Scaling CMMC Level 2 Compliance Across the DIB and Higher Education

In this CareCast episode, Tanium’s Group VP Ryan Endorfer and Georgia Tech Research Institute Director Wes Hogarth unpack the challenges of scaling CMMC Level 2 compliance across the Defense Industrial Base (DIB) and higher‑education research environments.
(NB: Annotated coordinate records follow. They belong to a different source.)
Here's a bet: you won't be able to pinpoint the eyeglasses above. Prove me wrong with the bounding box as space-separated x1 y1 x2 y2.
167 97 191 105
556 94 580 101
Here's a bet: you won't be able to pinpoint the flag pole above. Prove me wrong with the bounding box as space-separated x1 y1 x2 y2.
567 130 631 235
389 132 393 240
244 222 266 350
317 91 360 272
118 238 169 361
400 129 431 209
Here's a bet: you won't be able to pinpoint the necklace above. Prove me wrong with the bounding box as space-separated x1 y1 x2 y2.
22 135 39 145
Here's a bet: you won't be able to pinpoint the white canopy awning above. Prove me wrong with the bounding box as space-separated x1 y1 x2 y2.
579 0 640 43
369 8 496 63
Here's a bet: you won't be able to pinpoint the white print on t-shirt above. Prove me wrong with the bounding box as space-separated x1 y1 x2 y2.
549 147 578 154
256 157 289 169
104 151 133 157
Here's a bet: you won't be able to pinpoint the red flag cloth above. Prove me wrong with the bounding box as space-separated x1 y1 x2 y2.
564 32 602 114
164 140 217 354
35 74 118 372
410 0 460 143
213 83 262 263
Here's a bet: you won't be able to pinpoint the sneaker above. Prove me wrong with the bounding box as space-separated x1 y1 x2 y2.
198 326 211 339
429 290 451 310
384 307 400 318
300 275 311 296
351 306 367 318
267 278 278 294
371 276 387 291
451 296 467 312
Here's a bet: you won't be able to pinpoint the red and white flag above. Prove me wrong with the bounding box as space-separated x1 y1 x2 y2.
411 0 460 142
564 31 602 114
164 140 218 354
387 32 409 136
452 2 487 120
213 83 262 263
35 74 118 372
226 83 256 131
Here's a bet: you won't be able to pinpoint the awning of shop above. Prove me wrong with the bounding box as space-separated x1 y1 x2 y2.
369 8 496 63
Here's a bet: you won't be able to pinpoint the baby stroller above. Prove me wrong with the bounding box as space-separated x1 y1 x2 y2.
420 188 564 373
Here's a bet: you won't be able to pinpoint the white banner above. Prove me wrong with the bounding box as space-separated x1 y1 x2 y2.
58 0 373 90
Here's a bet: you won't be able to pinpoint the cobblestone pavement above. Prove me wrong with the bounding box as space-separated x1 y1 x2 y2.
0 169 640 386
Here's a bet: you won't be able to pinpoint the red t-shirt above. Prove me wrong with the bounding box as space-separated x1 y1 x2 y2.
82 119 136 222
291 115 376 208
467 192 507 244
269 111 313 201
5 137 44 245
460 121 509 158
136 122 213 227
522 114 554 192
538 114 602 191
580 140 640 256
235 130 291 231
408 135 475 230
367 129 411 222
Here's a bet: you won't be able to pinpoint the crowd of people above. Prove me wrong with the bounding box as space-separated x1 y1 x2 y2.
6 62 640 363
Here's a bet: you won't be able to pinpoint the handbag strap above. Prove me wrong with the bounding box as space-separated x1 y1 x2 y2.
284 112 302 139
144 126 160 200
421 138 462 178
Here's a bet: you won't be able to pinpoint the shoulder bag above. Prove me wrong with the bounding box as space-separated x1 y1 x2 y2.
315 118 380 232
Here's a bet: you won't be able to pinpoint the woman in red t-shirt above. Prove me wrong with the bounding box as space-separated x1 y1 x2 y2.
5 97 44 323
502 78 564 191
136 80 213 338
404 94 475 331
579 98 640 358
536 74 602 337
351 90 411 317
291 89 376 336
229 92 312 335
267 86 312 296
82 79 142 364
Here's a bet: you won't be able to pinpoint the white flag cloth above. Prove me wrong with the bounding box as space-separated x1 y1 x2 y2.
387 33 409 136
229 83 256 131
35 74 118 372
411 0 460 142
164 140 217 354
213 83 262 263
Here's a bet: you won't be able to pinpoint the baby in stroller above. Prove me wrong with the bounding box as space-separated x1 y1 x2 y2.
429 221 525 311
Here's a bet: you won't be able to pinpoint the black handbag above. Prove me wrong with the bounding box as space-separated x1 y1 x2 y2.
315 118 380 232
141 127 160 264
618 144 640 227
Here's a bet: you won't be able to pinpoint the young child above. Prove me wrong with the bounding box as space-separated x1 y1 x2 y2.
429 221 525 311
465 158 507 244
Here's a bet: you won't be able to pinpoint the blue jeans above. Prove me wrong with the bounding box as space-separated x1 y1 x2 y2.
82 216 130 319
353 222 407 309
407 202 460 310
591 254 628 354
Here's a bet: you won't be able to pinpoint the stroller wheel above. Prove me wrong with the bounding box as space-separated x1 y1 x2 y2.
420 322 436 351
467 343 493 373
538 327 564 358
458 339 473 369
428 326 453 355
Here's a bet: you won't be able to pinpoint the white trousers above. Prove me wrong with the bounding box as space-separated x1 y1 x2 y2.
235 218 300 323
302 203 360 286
They explain why CMMC matters: protecting Controlled Unclassified Information (CUI) for DoD sponsors, meeting NIST SP 800‑171 requirements, and aligning with FedRAMP expectations for cloud services. Their conversation highlights the shift from the original five‑level CMMC model to a streamlined three‑level framework, emphasizing how organizations must adapt both technical and policy controls to stay audit‑ready.

The duo outlines a practical roadmap for teams new to CMMC. Wes recommends starting with hands‑on fundamentals—Active Directory, group policy, and role‑based access control—before partnering with seasoned GRC professionals to craft a solid System Security Plan (SSP). Defining clear authorization boundaries and deciding between enterprise‑wide versus enclave‑specific scopes prevents scope creep and simplifies evidence collection. Ryan adds that eliminating technical debt early and freezing major infrastructure changes during an audit are critical to avoid conflicting evidence and POA&M delays. Robust change‑management processes, including documented CAB approvals and back‑out plans, ensure audit trails remain intact.

Finally, the speakers stress that least‑privilege and automated controls are the linchpins of sustainable compliance. Tanium’s “no‑privilege” lockbox model forces every access request through a just‑in‑time approval workflow, generating immutable logs for auditors. Leveraging Infrastructure‑as‑Code tools like Terraform or Ansible accelerates repeatable security configurations, but continuous validation of automation outputs is essential. Emerging AI‑driven monitoring, such as LLM‑based session analysis, adds a proactive layer to detect anomalous behavior before it escalates. Together, these strategies equip DIB contractors and research institutions with a scalable, future‑proof path to CMMC Level 2 certification.